During the cleanup hook (trap cleanup EXIT in common.sh) it will be checked whether there are non-empty out files or log files with certain exceptions. If a tests fails with non-zero exit code, but does not have any exceptions or .out files, this will still print "All tests PASS" to stdout, even though they don't

With this PR the whole test-runner is restructured so that

  1. The check for non-empty .out files, errors and exceptions in logs is triggered from the run_test method
  2. The error message after each test is dependant on both the exit code of the test script as well as the result from checking the log files
  3. cleanup is now triggered by the test runner, not by the individual tests anymore
  4. tests that signaled their failure by modifying PASS now do so by exiting with non-zero exit code
  5. check_result_hash exits with 1 instead of modifying PASS

Additionally this PR

  1. Reformats the output a little compared to previous tests
Flink dist directory: /Users/florianschmidt/dev/flink/flink-dist/target/flink-1.6-SNAPSHOT-bin/flink-1.6-SNAPSHOT
TEST_DATA_DIR: /Users/florianschmidt/dev/flink/flink-end-to-end-tests/temp-test-directory-00N
Flink dist directory: /Users/florianschmidt/dev/flink/flink-dist/target/flink-1.6-SNAPSHOT-bin/flink-1.6-SNAPSHOT
TEST_DATA_DIR: /Users/florianschmidt/dev/flink/flink-end-to-end-tests/temp-test-directory-00N
flink-end-to-end-test directory: /Users/florianschmidt/dev/flink/flink-end-to-end-tests
Flink distribution directory: /Users/florianschmidt/dev/flink/flink-dist/target/flink-1.6-SNAPSHOT-bin/flink-1.6-SNAPSHOT

==============================================================================
Running 'Streaming Python Wordcount end-to-end test'
==============================================================================
Flink dist directory: /Users/florianschmidt/dev/flink/flink-dist/target/flink-1.6-SNAPSHOT-bin/flink-1.6-SNAPSHOT
TEST_DATA_DIR: /Users/florianschmidt/dev/flink/flink-end-to-end-tests/test-scripts/temp-test-directory-00N
Starting cluster.
Starting standalonesession daemon on host Florians-MBP.fritz.box.
Starting taskexecutor daemon on host Florians-MBP.fritz.box.
Waiting for dispatcher REST endpoint to come up...
Waiting for dispatcher REST endpoint to come up...
Waiting for dispatcher REST endpoint to come up...
Waiting for dispatcher REST endpoint to come up...
Dispatcher REST endpoint is up.
Starting execution of program
Program execution finished
Job with JobID 436dfd1f2a81ab4f818fc7fb9c395f0c has finished.
Job Runtime: 7512 ms
pass StreamingPythonWordCount
Stopping taskexecutor daemon (pid: 9877) on host Florians-MBP.fritz.box.
Stopping standalonesession daemon (pid: 9585) on host Florians-MBP.fritz.box.
No zookeeper daemon to stop on host Florians-MBP.fritz.box.
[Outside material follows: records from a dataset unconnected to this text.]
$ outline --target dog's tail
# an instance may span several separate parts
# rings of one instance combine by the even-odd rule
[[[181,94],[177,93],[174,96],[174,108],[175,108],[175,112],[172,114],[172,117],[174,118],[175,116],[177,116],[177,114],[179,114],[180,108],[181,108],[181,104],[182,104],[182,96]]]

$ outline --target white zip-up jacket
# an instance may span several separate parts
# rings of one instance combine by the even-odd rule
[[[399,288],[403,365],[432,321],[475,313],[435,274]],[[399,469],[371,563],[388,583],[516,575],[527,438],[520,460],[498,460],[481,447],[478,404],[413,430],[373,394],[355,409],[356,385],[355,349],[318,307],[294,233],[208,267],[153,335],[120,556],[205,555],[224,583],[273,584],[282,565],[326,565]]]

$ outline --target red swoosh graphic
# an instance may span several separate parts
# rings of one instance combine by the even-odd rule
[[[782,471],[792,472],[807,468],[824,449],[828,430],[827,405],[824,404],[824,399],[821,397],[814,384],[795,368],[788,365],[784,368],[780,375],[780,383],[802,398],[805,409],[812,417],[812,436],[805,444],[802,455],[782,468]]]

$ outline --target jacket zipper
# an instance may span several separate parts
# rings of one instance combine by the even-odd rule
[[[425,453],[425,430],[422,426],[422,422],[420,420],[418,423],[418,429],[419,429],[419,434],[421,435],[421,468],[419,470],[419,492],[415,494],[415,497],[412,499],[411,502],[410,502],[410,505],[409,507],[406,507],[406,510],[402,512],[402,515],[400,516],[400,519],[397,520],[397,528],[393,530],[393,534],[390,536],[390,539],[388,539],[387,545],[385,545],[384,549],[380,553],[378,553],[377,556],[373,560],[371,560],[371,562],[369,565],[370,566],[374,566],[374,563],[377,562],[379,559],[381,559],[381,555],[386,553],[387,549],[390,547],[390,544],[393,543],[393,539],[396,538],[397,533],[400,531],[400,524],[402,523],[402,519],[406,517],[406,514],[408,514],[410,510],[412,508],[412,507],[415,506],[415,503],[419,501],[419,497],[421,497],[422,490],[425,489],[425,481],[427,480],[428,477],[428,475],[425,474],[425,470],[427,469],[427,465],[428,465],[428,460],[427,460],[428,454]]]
[PASS] 'Streaming Python Wordcount end-to-end test' passed after 0 minutes and 22 seconds! Test exited with exit code 0.


==============================================================================
Running 'Wordcount end-to-end test'
==============================================================================
Flink dist directory: /Users/florianschmidt/dev/flink/flink-dist/target/flink-1.6-SNAPSHOT-bin/flink-1.6-SNAPSHOT
TEST_DATA_DIR: /Users/florianschmidt/dev/flink/flink-end-to-end-tests/test-scripts/temp-test-directory-24N

Verifying this change

  • I ran the test scripts manually and checked that they still behave as expected
  • I used the following script as a sample e2e-test to trigger different failure / success behaviours
#!/usr/bin/env bash
source "$(dirname "$0")"/common.sh

# each of those can be used to cause a test to fail

# echo "This should cause the test to fail" > $FLINK_DIR/log/test.out
# check_result_hash "asf" "$FLINK_DIR/log/"
# exit 1

function test_cleanup {
    echo "Something"

    # Uncomment to see test fail in cleanup
    # exit 2
}

trap test_cleanup EXIT

Does this pull request potentially affect one of the following parts:

  • Dependencies (does it add or upgrade a dependency): no
  • The public API, i.e., is any changed class annotated with @Public(Evolving): no
  • The serializers: no
  • The runtime per-record code paths (performance sensitive): no
  • Anything that affects deployment or recovery: JobManager (and its components), Checkpointing, Yarn/Mesos, ZooKeeper: no
  • The S3 file system connector: no

Documentation

  • Does this pull request introduce a new feature? no
  • If yes, how is the feature documented? not applicable

@florianschmidt1994 florianschmidt1994 force-pushed the flink-9257-fix-all-tests-pass-message branch from 8f404f9 to 5e2b8f5 Compare May 22, 2018 12:51
@florianschmidt1994
Copy link
Contributor Author

@zentol Maybe you could have a look at this?

@zentol
Copy link
Contributor

zentol commented May 22, 2018

I'll take a look tomorrow.

Copy link
Contributor

@tzulitai tzulitai left a comment

Choose a reason for hiding this comment

The reason will be displayed to describe this comment to others. Learn more.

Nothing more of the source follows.